The gaseous form just has to be kept under pressure, which is easy enough to do indefinitely if you don't have leaks. But it means you need big, heavy, shape constrained pressure tanks and it makes refueling a bit of an affair.

One side note: The Mirai uses a hydrogen fuel cell to power an electric motor. The GR Corolla uses hydrogen to power an ICE.

j_tso
j_tso Dork
3/9/23 2:43 p.m.

In reply to L5wolvesf :

I imagine "pretty high octane." It uses the same 3 cylinder turbo from the GR Yaris and GR Corolla and they make 300hp with 26 psi of boost pressure.

The hydrogen engine makes the same power but with the energy density I imagine the boost is turned up.

Keith Tanner
Keith Tanner GRM+ Memberand MegaDork
3/9/23 3:24 p.m.
J.A. Ackley said:
Keith Tanner said:

The Mirai runs on gaseous H2, not liquid, so it has a different set of challenges. I don't think you could fuel a normal car on liquid H2 because you'd have to maintain the fuel tanks at -450F all the time and be willing to vent off any pressure buildup - and I have bad news about what happens when you vent it. It doesn't take much for it to be highly flammable, and just for fun the flames are almost invisible.
https://www.nasa.gov/pdf/513855main_ASK_41s_explosive.pdf

The gaseous form just has to be kept under pressure, which is easy enough to do indefinitely if you don't have leaks. But it means you need big, heavy, shape constrained pressure tanks and it makes refueling a bit of an affair.
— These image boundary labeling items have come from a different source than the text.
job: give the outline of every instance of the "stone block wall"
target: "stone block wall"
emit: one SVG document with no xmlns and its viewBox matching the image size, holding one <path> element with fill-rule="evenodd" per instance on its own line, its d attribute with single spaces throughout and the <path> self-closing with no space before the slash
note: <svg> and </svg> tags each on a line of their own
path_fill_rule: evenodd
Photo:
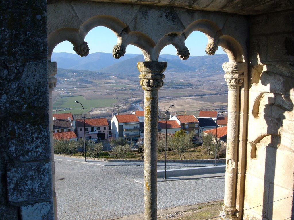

One side note: The Mirai uses a hydrogen fuel cell to power an electric motor. The GR Corolla uses hydrogen to power an ICE.

Yeah, the Mirai is a really interesting critter technically. I was restricting my comments to the actual fuel types and what that meant. I'm pretty sure what's done with the hydrogen after it's extracted from storage is independent from the liquid vs gaseous question, as the liquid H2 will be a gas very shortly after.